O ar entrou pesado dentro dos meus pulmões, meu coração parecia um trem desgovernado diante de tudo que Oliver havia falado. Ele ainda me amava. Nós ainda nos amávamos. Mas por que ficar juntos ainda parecia tão difícil?
— Desculpe por ter sido um idiota. — ele sussurrou. — Eu deixei a mulher da minha vida ir embora por causa do meu orgulho. Não foi só você que me machucou, eu também te machuquei.
— Não, Oliver. — balancei a cabeça, mais lágrimas deslizavam pelas minhas bochechas. — O que fiz foi cruel.
— Te mandar sumir da minha vida também foi cruel. — rebateu. — Eu me arrependo tanto. Foi tão doloroso ficar longe de você. Mas agora estamos juntos de novo, talvez Nyssa esteja certa e seja o destino unindo nós dois novamente.
Eu queria pedir o perdão de Oliver, depois de tudo que falei, isso era o que devia fazer. Mas não consegui, ainda estava escondendo Jeremy dele e não serei capaz de pedir isso se continuar escondendo seu filho. Mas e se eu falar sobre nosso filho e Oliver nunca mais me perdoar?
— Não quero mais ficar longe de você. — ele passou o polegar sobre meus lábios e se aproximou. Meu Deus, isso está mesmo acontecendo? — Quero um recomeço, dessa vez sem mentiras.
Seus lábios cobriram os meus e sua língua deslizou sobre meu lábio inferior, eu lutei contra a vontade que tinha de me entregar, porém, perdi feio. Logo estava agarrada a Oliver, cedendo passagem para a sua língua invadir a minha boca. Ele me beijou lentamente, enquanto seus braços me apertavam com força. Perdi completamente a razão e me entreguei à sensação de ter o seu beijo novamente. Ele continuava delicioso e intenso como sempre foi. Oliver explorava todos os cantos com maestria e me deixava louca por mais.

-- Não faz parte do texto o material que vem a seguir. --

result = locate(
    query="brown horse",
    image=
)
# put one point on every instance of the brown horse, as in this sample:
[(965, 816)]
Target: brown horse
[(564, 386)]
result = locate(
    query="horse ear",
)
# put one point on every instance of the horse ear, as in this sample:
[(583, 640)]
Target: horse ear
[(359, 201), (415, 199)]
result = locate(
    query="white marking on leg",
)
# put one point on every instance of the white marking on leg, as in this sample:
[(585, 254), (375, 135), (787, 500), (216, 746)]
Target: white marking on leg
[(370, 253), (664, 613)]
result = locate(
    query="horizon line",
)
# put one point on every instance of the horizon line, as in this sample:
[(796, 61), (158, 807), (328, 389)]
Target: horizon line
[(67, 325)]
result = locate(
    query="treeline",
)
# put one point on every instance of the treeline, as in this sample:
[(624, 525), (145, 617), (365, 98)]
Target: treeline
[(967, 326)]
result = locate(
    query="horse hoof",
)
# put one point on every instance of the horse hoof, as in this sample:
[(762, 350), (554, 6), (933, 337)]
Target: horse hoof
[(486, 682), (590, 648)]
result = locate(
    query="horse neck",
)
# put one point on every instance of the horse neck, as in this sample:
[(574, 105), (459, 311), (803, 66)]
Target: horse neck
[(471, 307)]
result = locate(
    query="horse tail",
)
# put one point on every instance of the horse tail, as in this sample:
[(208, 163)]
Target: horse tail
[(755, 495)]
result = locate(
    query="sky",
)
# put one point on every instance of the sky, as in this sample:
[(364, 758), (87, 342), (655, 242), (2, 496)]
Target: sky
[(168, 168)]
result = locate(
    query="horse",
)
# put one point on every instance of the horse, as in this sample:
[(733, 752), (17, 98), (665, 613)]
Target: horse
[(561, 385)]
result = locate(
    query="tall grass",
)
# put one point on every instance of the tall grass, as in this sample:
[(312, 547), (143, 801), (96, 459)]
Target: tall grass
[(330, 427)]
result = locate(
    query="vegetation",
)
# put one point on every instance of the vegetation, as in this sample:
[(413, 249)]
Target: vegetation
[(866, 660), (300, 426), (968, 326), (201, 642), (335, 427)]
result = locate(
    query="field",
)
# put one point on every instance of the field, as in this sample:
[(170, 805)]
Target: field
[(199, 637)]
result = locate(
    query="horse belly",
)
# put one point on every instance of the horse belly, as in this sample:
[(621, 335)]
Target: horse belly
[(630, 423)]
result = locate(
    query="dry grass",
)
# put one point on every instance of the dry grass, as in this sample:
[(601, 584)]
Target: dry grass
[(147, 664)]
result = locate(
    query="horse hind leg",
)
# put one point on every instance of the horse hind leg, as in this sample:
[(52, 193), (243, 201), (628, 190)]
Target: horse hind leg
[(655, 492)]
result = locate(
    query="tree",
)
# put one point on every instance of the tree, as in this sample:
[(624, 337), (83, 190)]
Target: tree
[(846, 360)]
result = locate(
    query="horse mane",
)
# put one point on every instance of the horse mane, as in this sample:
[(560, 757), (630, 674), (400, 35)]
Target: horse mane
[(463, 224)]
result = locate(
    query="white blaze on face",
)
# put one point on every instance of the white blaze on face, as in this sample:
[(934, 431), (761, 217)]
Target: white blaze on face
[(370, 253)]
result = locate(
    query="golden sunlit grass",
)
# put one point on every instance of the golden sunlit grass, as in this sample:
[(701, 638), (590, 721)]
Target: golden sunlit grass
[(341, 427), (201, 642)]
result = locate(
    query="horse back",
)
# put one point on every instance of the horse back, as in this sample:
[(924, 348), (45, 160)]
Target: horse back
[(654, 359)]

Mas não demorou muito para suas palavras fazerem sentido na minha cabeça. Um recomeço, sem mentiras, isso era impossível enquanto estivesse escondendo Jeremy de Oliver. E se queríamos mesmo recomeçar era a hora de contar tudo. E se ele não me perdoar, vou conviver com isso.
Juntei todas as minhas forças e o empurrei.
Ele fitou meus olhos, estava confuso e sem fôlego.
— Se quer mesmo recomeçar, precisa saber de uma coisa antes.
Eu corria o risco de nunca mais ter o perdão dele, e até de perder o meu filho. Porém, essa é a hora, Oliver precisa saber.